Friday, December 20, 2013

Google Maps and Navigation under patent fire from Nokia: lawsuit revealed by Google itself

TechCrunch apparently quoted a first-rate (unnamed) source more than six months ago, which told the popular blog that "Nokia has held off on a suit against Nokia for Google Maps for several years just waiting for the right time to approach with an overall suit covering Android and Maps". Nokia has recently begun to attack Google Maps and Google Navigation in Germany, a filing by Google with the ITC reveals.

Google will have to sort out patent licensing issues with Nokia at some point. That is also the opinion of an Administrative Law Judge at the ITC, who recently suggested that Google participate in Nokia-HTC settlement talks. At this stage I'm still unaware of a Nokia v. Google lawsuit per se, but if the licensing situation remains unresolved, then I agree with the anonymous source quoted by TechCrunch that such confrontation will be inevitable.

One of dozens of exhibits to a filing Google made this week with the ITC is a U.S. discovery application (for use in foreign proceedings) that Nokia filed on October 15, 2013 with the United States District Court for the Northern District of California (Google's home court). It states specifically that Nokia filed a new patent lawsuit against HTC in Dusseldorf, Germany, between an earlier U.S. discovery application (filed on August 8, 2013) and that new application, and that this new lawsuits "relates to navigation technology [...] including the use of Google Maps and Google Navigation in HTC devices sold in Germany" (click on the image to enlarge):

The patent Nokia is asserting in that German lawsuit is EP0766811 on an "electronic navigation system and method". The patent has a June 1994 priority date, proving that Nokia was working on mapping and navigation software years before Google was even founded.

Claim 1 covers the following basic concept:

1. A method of transmitting route directions in a compact form, comprising the steps of:

(a) generating a first set of maneuver arms for providing a graphical representation of a calculated route to be taken by a vehicle through an intersection and geometric representations of a plurality of segments of roads to be traveled about an intersection along the route, wherein the intersection is an origin, and said representations of each of said plurality of segments of roads starts at the origin and radiates outward to an endpoint Xi, Yi to approximate the angles at which the roads approach the intersection, to depict a first intersection on a display, each maneuver arm of the first set of maneuver arms being represented by at least one endpoint;

(b) generating a second set of maneuver arms to depict a second intersection on a display, each maneuver arm of the second set of maneuver arms being represented by at least one endpoint;

(c) comparing the proximity of the first intersection and the second intersection and, if the first intersection and the second intersection are within a predetermined range of each other, combining the first set of maneuver arms with the second set of maneuver arms to produce a combined set of endpoints to depict the first set of maneuver arms and the second set of maneuver arms on a common display; and

(d) transmitting the combined set of endpoints to a remote unit in electromagnetic form.

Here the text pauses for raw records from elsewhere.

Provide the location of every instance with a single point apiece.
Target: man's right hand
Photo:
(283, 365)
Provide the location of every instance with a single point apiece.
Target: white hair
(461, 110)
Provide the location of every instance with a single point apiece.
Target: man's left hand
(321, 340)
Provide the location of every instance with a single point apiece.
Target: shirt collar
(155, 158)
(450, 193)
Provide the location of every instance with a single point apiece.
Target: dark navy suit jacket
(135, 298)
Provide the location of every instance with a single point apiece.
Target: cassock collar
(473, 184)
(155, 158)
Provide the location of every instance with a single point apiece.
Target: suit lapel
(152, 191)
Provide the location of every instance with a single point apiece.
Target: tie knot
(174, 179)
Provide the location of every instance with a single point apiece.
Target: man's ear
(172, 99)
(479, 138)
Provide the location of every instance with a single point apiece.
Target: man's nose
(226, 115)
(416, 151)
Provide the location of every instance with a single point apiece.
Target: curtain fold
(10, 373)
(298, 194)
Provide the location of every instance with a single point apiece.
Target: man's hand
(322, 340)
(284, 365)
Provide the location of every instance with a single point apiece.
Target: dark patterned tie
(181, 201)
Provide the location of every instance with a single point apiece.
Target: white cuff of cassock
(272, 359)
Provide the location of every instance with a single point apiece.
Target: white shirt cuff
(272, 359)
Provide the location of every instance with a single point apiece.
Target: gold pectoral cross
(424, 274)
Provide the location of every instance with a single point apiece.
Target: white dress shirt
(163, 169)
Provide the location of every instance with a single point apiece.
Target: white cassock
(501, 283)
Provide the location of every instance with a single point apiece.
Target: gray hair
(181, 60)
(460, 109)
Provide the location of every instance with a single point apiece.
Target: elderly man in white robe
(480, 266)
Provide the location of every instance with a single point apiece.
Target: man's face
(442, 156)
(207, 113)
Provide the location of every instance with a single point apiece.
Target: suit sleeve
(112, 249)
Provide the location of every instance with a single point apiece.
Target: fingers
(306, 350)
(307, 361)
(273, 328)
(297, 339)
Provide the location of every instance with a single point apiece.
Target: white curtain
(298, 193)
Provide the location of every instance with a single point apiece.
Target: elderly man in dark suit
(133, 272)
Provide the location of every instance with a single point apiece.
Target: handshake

Nokia obviously has many more patents in this area, and especially patents that have a longer remaining life span. This Dusseldorf action over a patent that will expire relatively soon looks like a warning shot for Google. Nokia is already targeting various Google technologies in many of its lawsuits against HTC. Some of the HTC cases are about hardware patents while others cover Android operating system functionality, features that Android device makers typically add to Android to make their gadgets attractive to consumers, and several Nokia patent assertions prior to this one already related to Google's closed-source Android apps and related services as well as Google's VP8 video codec format.

In the California discovery case, Nokia is seeking source code and other documents relating to the accused functionalities, i.e., Google Maps and Navigation. Google is probably afraid that such discovery will enable Nokia to develop additional infringement theories to bring more lawsuits.